La collaborazione può arrivare anche alla gestione concreta di alcune attività: sportelli di accoglienza e orientamento gestiti con le associazioni, trasporto verso i luoghi di cura, caregiving volontario a domicilio, gruppi di educazione terapeutica, sostegno all’aderenza alle terapie, supporto alle madri che allattano e coinvolgimento di pazienti-testimonial nella formazione del personale.
Tavoli dei cittadini per valutare se i servizi funzionano
Agenas propone poi di portare la partecipazione direttamente dentro la valutazione delle Case della Comunità. Una delle ipotesi è l’istituzione di Tavoli di cittadini chiamati a verificare nel tempo quanto i servizi rispondano effettivamente ai bisogni del territorio e a confrontarsi sugli standard della Carta dei servizi.
La valutazione può passare dalle segnalazioni dei disservizi e dalla soddisfazione degli utenti, ma anche da strumenti come PREMs e PROMs, audit civici, valutazioni partecipate sulla sicurezza e sull’umanizzazione delle cure e Audit di equità per individuare eventuali disuguaglianze nella distribuzione di servizi e risorse.
L’altra sfida: rendere i cittadini più autonomi
Il quarto pilastro è l’empowerment: dare alle persone strumenti per comprendere e gestire meglio la propria salute.
Tra le iniziative indicate ci sono programmi di alfabetizzazione sanitaria e digitale, formazione sull’intelligenza artificiale e sulla qualità dei dati sanitari, educazione agli stili di vita, gruppi di cammino e interventi rivolti in particolare a cronici, fragili, adolescenti, famiglie, donne, migranti e caregiver.
Agenas richiama anche i gruppi di auto-aiuto, la formazione per pazienti e caregiver e soprattutto lo shared decision making, la decisione condivisa tra paziente e professionista sanitario, che richiede un miglioramento della comunicazione clinica e della relazione di cura.
I rischi: partecipazione solo sulla carta, divario digitale e poco personale
Il documento non nasconde però gli ostacoli. Dalla consultazione pubblica emergono carenza di personale e di formazione, difficoltà nel raggiungere anziani, persone fragili e comunità straniere, divario digitale, linguaggi troppo complessi e il rischio che vengano coinvolte sempre le stesse associazioni.
C’è poi una criticità ancora più netta: che la consultazione diventi un “mero passaggio burocratico”, senza effetti reali sulle decisioni. Tra le soluzioni proposte figurano consultazioni permanenti, tempi adeguati, indicatori per misurarne l’efficacia e la possibilità di rendere gli esiti della consultazione realmente incisivi sulla progettazione e organizzazione dei servizi.

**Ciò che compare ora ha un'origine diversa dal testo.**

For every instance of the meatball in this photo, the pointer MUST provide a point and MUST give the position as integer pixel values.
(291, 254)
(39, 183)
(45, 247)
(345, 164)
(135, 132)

Tra i problemi della partecipazione attiva vengono inoltre segnalati la diversa disponibilità di risorse sul territorio nazionale, la mancanza di una base normativa omogenea e la sfiducia dei cittadini dovuta alla percezione di uno scollamento tra ospedale e territorio e tra sanitario e sociale.
La roadmap: formazione, informazione, sperimentazione e regole stabili
Nelle conclusioni Agenas indica una possibile strada operativa. Prima di tutto serve una struttura stabile dentro la Casa della Comunità dedicata alla partecipazione, ad esempio un Comitato composto da professionisti formati e rappresentanti del mondo civico.
Poi occorre investire sulla formazione del personale e procedere per tappe: formare gli operatori; informare e preparare pazienti e comunità; sperimentare consultazione, partecipazione attiva ed empowerment; infine trasformare le esperienze maturate in modalità strutturate e permanenti di partecipazione e co-produzione.
Una roadmap che, nel disegno di Agenas, punta dunque a cambiare la natura stessa delle Case della Comunità: non soltanto luoghi dove ricevere prestazioni, ma spazi nei quali cittadini e servizi costruiscono insieme una parte della sanità territoriale.